Electronovision: ‘the theatre of the future’
Oh to be in Edinburgh now that Hamlet‘s there. The Wooster Group‘s radical adaptation of the play has its last performance tonight as part of the official festival – it’s sold out, of course, but there is a hope that the production may come to London next year. As the company’s web site explains, this is ‘Shakespeare’s classic tragedy… re-imagined by mixing and repurposing Richard Burton’s 1964 Broadway production, directed by John Gielgud’, and a taste of its pleasures can be gleaned from this ‘flight plan’ video:
HAMLET in NY – flight plan [10.24.12] from The Wooster Group on Vimeo.
Lyn Gardner for the Guardian was won over when the show was in Dublin last year and for the same paper Andrew Dickson more or less concurs. Dominic Cavendish in the Telegraph is, by contrast, underwhelmed: ‘altogether too much straight-faced mucking around’. But what this clearly glorious theatrical event does offer me is the chance to replay the astonishing video interview and trailer with Richard Burton (extracts of which appear above). He gave the interview and recorded the trailer when his Hamlet – on which The Wooster Group base their production – was filmed on the Broadway stage back in 1964 for release to cinemas. How prescient of NTLive and RSC Live from Stratford Upon Avon is that!
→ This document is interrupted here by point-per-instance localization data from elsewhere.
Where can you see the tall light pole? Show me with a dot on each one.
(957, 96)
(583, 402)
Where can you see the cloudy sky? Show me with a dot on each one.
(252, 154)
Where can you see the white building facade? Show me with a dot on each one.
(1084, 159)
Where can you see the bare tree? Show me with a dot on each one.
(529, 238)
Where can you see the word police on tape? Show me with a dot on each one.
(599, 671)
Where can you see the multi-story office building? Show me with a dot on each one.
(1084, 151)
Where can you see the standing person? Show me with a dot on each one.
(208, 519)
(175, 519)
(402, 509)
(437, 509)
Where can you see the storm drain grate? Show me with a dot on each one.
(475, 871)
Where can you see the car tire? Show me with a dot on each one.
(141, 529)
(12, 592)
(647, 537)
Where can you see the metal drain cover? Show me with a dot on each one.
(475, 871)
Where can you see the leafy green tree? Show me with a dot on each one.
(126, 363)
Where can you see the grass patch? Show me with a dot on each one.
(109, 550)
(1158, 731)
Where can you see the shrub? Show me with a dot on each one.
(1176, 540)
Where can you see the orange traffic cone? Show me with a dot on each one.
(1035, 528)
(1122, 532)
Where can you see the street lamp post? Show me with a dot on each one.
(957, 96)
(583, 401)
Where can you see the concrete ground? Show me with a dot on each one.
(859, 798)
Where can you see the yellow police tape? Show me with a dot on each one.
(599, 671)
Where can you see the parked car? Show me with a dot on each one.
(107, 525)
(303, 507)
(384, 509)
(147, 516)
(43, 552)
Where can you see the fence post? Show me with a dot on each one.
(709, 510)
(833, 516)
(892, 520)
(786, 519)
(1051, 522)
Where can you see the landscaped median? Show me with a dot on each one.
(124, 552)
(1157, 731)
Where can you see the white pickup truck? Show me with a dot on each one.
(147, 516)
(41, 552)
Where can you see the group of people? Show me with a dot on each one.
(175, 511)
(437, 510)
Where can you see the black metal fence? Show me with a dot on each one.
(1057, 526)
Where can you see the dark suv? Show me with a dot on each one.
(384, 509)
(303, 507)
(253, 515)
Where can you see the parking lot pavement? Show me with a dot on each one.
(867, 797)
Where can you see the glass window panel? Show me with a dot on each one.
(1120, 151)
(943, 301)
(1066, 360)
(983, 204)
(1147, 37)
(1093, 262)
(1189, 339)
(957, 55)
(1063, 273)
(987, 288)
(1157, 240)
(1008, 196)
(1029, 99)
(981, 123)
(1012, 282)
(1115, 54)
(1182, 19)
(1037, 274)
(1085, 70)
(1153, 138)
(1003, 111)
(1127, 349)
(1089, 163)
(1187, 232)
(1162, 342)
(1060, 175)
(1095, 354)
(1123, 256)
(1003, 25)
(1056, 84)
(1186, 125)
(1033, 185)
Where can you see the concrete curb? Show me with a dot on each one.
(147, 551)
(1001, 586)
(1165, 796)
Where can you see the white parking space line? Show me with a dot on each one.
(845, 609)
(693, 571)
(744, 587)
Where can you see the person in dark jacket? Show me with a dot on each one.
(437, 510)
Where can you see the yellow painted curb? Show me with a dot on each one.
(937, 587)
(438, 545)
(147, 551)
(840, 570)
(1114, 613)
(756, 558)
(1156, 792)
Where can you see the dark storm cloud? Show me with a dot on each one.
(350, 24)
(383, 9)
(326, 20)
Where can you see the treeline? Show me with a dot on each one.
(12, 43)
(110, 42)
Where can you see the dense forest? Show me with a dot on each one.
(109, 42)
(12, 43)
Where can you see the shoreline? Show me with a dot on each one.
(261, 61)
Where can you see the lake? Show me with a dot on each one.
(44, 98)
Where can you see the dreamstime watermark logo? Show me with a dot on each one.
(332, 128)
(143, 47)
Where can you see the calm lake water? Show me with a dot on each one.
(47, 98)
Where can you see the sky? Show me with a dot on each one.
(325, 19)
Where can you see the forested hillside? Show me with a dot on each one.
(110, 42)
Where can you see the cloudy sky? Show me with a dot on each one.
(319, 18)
As Burton rightly says, ‘This is the theatre of the future, taking shape before your eyes today.’
This, ladies and gentlemen, is the launch of ‘Theatrofilm with Electronovision’.
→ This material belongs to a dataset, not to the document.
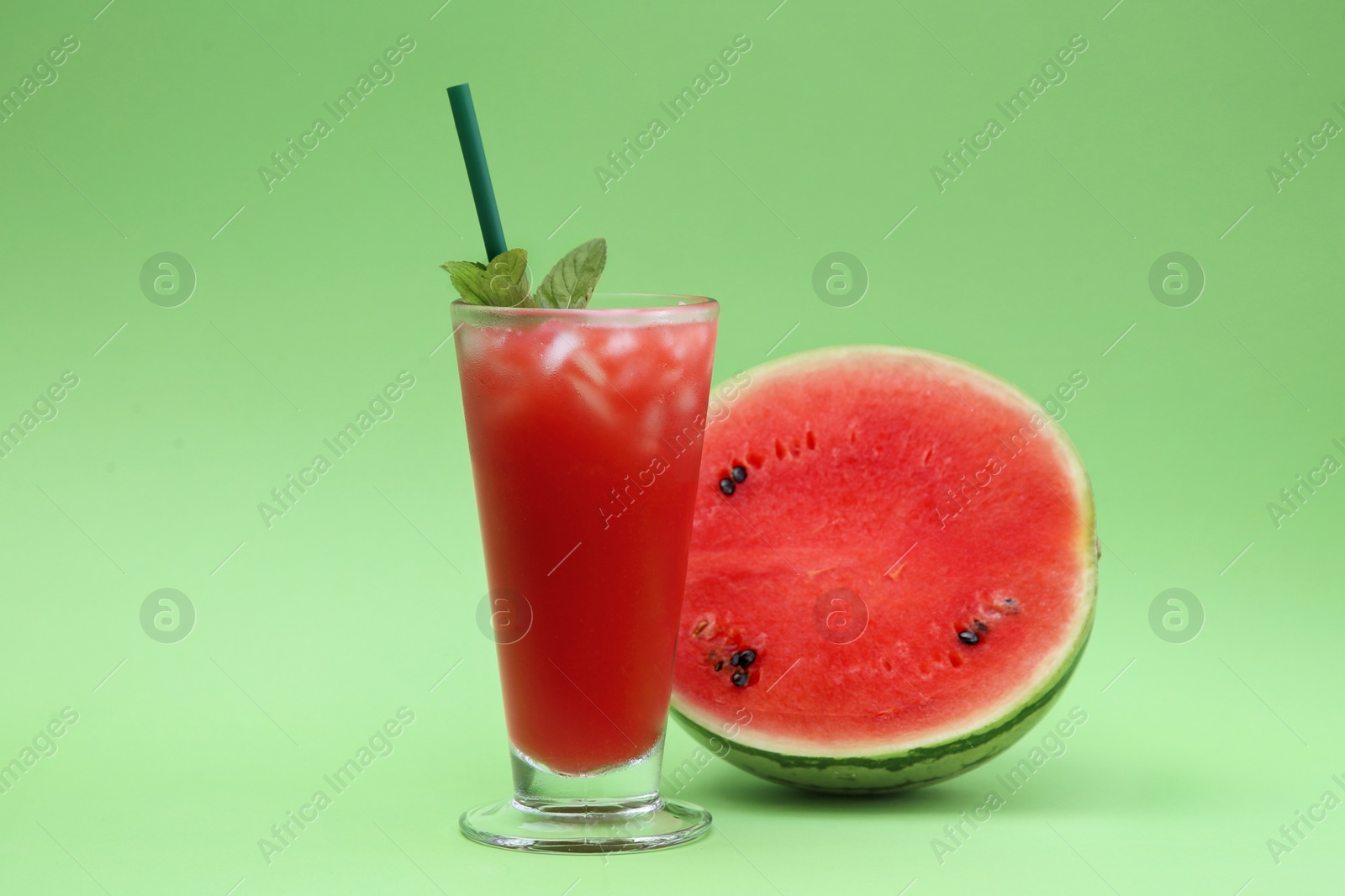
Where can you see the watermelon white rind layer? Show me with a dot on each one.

As Richard Burton explains, the Hamlet was recorded by multiple video cameras to be shown in around 1,000 cinemas across the States for just four cinema performances in September 1964. As Stuart Ian Burns notes at The Hamlet Weblog in his invaluable discussion of the interview and of the recording itself, the idea was that it would never be shown again. All the prints were supposed to be destroyed, and it is only thanks to Burton keeping a copy and much later donating it to the BFI that we can enjoy it today on (very rare) DVD copies and in fragments on YouTube:
There are a thousand interesting pre-echoes here of our debates and discussions today about the best approach to recording theatre, including Burton’s words about he regarded acting in front of the cameras.
None of the actors make any concession to this new process, in other words we don’t tone it down in order to seem like film actors or play it up because the cameras are a little further away than they would be in a movie studio or a television studio. It’s played exactly as is, and the result will be unique, possibly extraordinary and perhaps epoch-making.
For more on Electronovision, which was used for other productions as well as Hamlet, see the informative Wikipedia page and this section of Drama Between Poetry and Performance by W.B. Worthen on Scrib (where it features as part of a consideration of Hamlet from The Wooster Group). There are a couple of interesting (but unsourced) technical images related to Electronovision here and here. Also, watch out for a future post on this blog, since this is all too compelling to leave here.